6 pci slots it is, indeed. (I went and counted.)
And what else, if anything? Special I/O, scsi or the like? I see on my busted 9500 logic board that there are some chips that don't seem to be on the 7500 logic board that I have lying around.
The 9500/9600 has six PCI slots and 512K of level 2 cache soldered to the board. They lack the level 2 cache slot found on the 7x00 and 8x00 machines and they lack the built-in video abilities. Other than that, they are identical. The I/O hardware is identical.
All of the I/O goes through the Grand Central chip which appears as a PCI device to the computer. So there are actually four PCI "slots" on the 7500/7600/8500/8600/7300 machines.
The PCI bus is controlled by the Bandit chip which bridges data from the CPU/memory bus to the PCI bus. The non-9500/9600 machines have one Bandit chip bridging for Grand Central and the three PCI slots. The 9500/9600 have two Bandit chips. The first one does exactly the same job as the single Bandit chip on the 7/85/600 machines. The second Bandit chip bridges for the additional 3 PCI slots.
So each Bandit chip occupies a spot on the CPU/Memory bus. In the non-9500/9600 machines, there is one Bandit chip, plus the video controllers, Control and CHAOS. The Control/CHAOS combo occupies the CPU/Memory bus space which the second Bandit occupies on the 9500/9600, sort of.

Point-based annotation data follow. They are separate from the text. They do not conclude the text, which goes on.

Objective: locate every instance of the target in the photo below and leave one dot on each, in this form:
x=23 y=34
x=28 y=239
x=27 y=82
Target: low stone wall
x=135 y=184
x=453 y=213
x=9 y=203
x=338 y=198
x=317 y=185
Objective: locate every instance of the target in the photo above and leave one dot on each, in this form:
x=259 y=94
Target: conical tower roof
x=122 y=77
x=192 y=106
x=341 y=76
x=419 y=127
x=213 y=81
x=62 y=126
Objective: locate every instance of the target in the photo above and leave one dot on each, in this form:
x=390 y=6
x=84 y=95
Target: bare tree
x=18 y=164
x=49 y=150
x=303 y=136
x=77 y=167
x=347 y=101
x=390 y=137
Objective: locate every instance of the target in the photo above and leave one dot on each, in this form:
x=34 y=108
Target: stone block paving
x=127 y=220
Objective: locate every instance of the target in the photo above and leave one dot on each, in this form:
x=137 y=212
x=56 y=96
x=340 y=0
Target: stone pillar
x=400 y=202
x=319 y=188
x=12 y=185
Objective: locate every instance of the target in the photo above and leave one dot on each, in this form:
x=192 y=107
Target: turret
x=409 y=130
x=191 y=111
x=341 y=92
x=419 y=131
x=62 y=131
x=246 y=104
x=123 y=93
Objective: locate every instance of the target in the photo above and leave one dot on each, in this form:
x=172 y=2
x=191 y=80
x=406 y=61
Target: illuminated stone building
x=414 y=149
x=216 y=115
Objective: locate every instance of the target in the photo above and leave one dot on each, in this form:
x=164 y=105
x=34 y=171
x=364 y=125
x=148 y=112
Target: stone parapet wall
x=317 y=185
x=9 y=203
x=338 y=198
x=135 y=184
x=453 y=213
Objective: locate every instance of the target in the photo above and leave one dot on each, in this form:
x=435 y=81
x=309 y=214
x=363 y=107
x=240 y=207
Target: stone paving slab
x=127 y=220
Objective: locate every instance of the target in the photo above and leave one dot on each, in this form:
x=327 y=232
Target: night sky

Apple originally designed this family of machines to be capable of having four Bandit-style bridges on the CPU/memory bus. So, in theory, they could have built a machine with 12 PCI slots, or one with 9 PCI slot plus built-in video.
Additionally, Bandit is capable of controlling more than three or four PCI devices. The Apple Network Server uses Bandit PCI Bridge chips. It has six PCI slots, one Grand Central, on-board PCI video, and two F&W SCSI busses on the PCI bus, for a total of ten PCI devices on two PCI bridges.
But wait, there's more. In the Apple Network Server, the video, two SCSI busses, Grand Central and first two PCI slots are all on one Bandit chip. So that's actually six PCI devices on one PCI bus.
So with four Bandits and six devices per Bandit, one could theoretically have 24 PCI devices. Unfortunately, problems with bus noise limit one to about 5 PCI slots per bus. One can have ten soldered down devices, because soldered down devices are less noisy and probably have less trace length than cards. So figure each slots counts twice and each soldered down device counts once, and you're limited to a count of eight to ten per Bandit chip.